This past weekend we enjoyed one of those mornings with a couple of friends and enjoyed this breakfast casserole. I put most of it together the evening before which made for a really relaxing morning and time to have a second cup of coffee while it baked! I substituted chicken sausage for the regular sausage and used yellow onion since I didn't have any shallots at home. The combination of sun dried tomatoes, mozzarella and Italian sausage was delicious! And served with a fresh fruit salad, it definitely was a great way to start the day (you'll need the rest of the day to work it off!!)!
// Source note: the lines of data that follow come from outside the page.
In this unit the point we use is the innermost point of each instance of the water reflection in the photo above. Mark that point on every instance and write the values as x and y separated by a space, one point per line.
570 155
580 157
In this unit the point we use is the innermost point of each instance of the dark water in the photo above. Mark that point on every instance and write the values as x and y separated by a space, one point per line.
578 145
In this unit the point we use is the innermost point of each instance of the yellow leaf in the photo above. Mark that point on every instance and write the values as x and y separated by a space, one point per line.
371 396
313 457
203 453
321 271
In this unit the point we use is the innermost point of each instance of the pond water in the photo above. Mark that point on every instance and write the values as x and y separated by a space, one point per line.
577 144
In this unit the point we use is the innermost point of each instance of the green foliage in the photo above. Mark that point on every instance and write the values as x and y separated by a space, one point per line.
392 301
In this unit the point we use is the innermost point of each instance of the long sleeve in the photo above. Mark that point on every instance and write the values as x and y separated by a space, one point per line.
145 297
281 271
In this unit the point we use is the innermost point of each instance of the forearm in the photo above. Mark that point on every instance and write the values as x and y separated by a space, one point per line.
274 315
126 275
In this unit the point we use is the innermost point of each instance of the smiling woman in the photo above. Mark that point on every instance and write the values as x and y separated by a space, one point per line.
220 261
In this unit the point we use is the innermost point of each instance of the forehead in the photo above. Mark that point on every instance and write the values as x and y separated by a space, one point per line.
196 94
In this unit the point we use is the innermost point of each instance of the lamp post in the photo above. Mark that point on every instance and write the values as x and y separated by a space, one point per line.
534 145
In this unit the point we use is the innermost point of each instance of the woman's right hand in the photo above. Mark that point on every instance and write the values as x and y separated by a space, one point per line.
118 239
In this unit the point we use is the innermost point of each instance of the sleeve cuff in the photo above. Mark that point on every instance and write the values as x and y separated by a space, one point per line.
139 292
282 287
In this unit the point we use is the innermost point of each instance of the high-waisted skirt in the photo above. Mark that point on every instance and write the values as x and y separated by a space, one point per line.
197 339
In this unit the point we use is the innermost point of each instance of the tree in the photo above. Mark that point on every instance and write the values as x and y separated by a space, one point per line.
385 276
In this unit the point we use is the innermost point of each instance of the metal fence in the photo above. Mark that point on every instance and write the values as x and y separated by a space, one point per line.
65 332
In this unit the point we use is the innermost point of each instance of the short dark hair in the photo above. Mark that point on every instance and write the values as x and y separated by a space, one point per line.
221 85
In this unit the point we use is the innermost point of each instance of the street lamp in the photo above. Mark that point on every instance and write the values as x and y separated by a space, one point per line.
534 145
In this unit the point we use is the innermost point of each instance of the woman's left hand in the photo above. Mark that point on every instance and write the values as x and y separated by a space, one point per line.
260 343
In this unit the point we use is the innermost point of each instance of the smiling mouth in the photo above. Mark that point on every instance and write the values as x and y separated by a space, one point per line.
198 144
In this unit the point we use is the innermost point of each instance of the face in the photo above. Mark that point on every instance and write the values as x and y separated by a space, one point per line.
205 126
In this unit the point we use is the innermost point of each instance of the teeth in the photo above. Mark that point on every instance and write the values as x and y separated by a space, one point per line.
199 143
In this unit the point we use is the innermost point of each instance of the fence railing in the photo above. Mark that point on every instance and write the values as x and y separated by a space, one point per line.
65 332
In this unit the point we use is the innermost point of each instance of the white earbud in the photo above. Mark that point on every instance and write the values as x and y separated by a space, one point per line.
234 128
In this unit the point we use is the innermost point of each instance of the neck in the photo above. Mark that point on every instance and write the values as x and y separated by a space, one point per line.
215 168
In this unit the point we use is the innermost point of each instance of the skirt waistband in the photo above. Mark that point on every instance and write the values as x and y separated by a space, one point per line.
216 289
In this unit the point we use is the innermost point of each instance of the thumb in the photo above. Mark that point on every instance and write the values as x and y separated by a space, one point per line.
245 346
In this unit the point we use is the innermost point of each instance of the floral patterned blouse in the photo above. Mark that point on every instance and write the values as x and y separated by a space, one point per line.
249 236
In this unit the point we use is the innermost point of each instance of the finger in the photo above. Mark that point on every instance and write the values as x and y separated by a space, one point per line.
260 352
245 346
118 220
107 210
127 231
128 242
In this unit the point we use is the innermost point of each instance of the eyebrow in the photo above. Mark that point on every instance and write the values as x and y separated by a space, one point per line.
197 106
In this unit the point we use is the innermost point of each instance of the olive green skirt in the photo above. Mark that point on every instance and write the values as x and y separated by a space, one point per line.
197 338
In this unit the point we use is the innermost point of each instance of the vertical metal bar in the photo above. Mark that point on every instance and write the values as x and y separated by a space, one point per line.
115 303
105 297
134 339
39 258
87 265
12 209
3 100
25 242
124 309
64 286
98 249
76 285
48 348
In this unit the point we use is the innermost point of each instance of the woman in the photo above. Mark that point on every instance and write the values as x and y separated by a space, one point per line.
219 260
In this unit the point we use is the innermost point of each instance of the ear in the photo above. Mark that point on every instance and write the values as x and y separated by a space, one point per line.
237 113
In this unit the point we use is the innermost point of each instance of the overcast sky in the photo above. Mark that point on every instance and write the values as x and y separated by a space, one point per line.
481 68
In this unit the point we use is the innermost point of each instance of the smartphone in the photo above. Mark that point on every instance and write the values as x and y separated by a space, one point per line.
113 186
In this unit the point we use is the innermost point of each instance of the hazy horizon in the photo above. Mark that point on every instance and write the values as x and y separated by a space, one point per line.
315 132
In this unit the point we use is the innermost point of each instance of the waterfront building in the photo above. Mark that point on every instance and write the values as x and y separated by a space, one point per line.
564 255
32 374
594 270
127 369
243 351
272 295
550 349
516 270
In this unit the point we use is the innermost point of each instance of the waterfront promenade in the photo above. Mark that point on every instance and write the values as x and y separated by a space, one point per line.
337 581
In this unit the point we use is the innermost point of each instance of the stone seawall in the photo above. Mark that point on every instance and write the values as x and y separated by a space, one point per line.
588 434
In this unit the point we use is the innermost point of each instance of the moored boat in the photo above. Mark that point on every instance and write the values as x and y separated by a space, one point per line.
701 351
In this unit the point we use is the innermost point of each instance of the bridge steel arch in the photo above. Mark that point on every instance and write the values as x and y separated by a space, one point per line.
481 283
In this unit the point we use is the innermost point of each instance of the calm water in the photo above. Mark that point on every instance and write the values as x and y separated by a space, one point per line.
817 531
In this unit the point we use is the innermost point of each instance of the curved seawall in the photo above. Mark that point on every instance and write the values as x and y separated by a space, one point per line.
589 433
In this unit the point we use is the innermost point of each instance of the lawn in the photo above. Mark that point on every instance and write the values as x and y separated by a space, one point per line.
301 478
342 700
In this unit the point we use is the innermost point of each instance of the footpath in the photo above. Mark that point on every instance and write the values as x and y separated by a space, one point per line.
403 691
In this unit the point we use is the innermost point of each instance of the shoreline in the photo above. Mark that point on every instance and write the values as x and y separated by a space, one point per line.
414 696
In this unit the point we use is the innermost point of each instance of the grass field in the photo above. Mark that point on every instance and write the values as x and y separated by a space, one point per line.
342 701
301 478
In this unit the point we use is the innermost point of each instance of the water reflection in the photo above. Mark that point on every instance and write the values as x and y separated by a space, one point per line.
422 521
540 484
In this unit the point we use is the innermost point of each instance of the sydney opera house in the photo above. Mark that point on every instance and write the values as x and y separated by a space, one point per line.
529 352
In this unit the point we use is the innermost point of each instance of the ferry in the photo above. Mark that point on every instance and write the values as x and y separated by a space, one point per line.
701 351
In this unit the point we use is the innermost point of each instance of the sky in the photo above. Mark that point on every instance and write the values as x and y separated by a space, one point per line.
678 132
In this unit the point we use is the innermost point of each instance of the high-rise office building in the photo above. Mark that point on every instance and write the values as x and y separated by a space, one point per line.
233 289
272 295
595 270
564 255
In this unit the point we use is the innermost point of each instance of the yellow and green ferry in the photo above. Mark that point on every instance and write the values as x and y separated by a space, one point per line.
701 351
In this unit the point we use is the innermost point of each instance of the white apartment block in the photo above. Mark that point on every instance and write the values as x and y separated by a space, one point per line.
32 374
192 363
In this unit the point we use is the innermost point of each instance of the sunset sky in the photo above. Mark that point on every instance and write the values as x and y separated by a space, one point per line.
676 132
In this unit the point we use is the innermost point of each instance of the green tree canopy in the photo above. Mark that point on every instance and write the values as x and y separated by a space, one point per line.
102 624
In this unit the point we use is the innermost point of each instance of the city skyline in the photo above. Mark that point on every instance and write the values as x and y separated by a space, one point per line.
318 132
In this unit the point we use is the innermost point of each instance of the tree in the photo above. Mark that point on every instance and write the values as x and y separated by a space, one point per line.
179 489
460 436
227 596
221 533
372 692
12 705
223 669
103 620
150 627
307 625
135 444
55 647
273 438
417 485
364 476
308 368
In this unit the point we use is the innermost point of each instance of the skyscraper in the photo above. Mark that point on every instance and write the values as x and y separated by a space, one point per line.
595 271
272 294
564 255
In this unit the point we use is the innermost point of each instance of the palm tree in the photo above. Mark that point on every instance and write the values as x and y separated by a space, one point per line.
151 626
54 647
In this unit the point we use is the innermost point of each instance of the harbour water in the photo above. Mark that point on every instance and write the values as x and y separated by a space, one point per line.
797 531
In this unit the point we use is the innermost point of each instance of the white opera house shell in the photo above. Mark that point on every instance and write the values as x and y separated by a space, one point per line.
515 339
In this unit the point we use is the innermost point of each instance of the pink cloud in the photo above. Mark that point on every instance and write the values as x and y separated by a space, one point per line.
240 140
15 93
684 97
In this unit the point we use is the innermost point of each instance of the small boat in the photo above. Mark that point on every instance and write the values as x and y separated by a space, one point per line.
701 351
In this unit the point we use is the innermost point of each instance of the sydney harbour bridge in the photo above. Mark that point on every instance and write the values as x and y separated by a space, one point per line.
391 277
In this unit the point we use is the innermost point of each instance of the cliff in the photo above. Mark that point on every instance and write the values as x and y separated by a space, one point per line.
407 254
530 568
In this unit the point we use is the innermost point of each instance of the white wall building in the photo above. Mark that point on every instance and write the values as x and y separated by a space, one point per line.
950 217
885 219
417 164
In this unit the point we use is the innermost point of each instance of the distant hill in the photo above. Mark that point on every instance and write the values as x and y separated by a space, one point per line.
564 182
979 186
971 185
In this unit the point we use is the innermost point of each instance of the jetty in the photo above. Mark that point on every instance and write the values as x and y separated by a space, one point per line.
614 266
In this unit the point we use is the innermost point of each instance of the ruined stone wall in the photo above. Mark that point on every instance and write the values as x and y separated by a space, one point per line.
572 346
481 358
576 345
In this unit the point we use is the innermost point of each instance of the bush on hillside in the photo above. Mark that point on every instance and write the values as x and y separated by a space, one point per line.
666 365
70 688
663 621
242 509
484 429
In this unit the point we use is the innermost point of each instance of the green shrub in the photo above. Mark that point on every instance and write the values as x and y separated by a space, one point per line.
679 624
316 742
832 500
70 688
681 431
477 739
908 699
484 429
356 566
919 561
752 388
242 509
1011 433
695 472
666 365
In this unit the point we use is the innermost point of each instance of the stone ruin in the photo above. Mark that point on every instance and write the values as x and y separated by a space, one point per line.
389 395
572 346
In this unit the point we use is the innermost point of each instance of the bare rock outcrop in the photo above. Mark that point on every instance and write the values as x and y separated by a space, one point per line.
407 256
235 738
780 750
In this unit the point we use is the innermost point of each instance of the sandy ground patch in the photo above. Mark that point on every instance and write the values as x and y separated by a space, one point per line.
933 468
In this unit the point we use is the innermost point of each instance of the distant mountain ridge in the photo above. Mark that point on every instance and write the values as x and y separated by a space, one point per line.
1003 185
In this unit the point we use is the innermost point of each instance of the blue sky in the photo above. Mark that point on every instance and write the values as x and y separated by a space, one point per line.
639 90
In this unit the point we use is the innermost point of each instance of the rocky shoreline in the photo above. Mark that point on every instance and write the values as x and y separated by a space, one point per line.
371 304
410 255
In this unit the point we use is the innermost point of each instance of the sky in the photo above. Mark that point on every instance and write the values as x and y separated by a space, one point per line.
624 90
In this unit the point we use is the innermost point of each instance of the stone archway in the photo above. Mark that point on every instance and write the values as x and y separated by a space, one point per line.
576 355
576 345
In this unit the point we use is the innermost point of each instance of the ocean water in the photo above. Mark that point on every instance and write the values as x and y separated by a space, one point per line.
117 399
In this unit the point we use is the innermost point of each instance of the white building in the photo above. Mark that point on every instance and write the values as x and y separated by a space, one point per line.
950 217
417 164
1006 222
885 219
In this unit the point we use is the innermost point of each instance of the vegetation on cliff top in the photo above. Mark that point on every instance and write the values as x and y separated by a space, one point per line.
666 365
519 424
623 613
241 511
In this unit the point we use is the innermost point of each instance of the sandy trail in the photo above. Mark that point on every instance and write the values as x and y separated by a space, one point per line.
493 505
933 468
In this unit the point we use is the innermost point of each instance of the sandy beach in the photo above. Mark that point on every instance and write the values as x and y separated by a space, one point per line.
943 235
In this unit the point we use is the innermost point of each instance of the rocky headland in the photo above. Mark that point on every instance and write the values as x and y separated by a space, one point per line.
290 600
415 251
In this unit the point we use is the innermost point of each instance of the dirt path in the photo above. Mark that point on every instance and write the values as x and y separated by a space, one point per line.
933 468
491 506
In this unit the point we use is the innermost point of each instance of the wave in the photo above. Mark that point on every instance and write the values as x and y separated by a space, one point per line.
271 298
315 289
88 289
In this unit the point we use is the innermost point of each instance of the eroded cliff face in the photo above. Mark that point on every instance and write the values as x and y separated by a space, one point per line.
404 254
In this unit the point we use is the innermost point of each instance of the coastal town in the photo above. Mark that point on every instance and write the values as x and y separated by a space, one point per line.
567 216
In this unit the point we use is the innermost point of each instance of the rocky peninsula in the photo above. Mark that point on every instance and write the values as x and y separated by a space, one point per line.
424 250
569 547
Sausage and Egg Casserole with Sun Dried Tomatoes and Mozzarella
(Source: Bon Appetit, April 2002)
1 pound Italian sweet chicken sausage, casings removed
1/2 cup chopped yellow onion
2 garlic cloves, minced
1/2 cup chopped drained oil-packed sun-dried tomatoes
4 tablespoons chopped fresh parsley
5 large eggs
5 large eggs
3 large egg yolks
1 cup half and half
1 cup whipping cream
2 cups grated mozzarella cheese
1/2 teaspoon salt
1. Sauté sausage in nonstick skillet over medium heat until brown and cooked through, breaking into small pieces, about 10 minutes.
2. Add onions and garlic and sauté 3 minutes. Add sun-dried tomatoes and 2 tablespoons parsley; stir 1 minute.
3. Spread sausage mixture in buttered 13x9x2 dish. (Can be made 1 day ahead. Cover and refrigerate.)
4. Whisk eggs, egg yolks, half and half, whipping cream, 1 1/2 cups cheese, and salt in large bowl to blend well.
5. Pour egg mixture over sausage mixture in dish. Sprinkle remaining 1/2 cup cheese and 2 tablespoons parsley over.
6. Bake at 375 until top of casserole is golden brown and knife inserted into center comes out clean, about 30 minutes. Let stand 5 minutes before serving.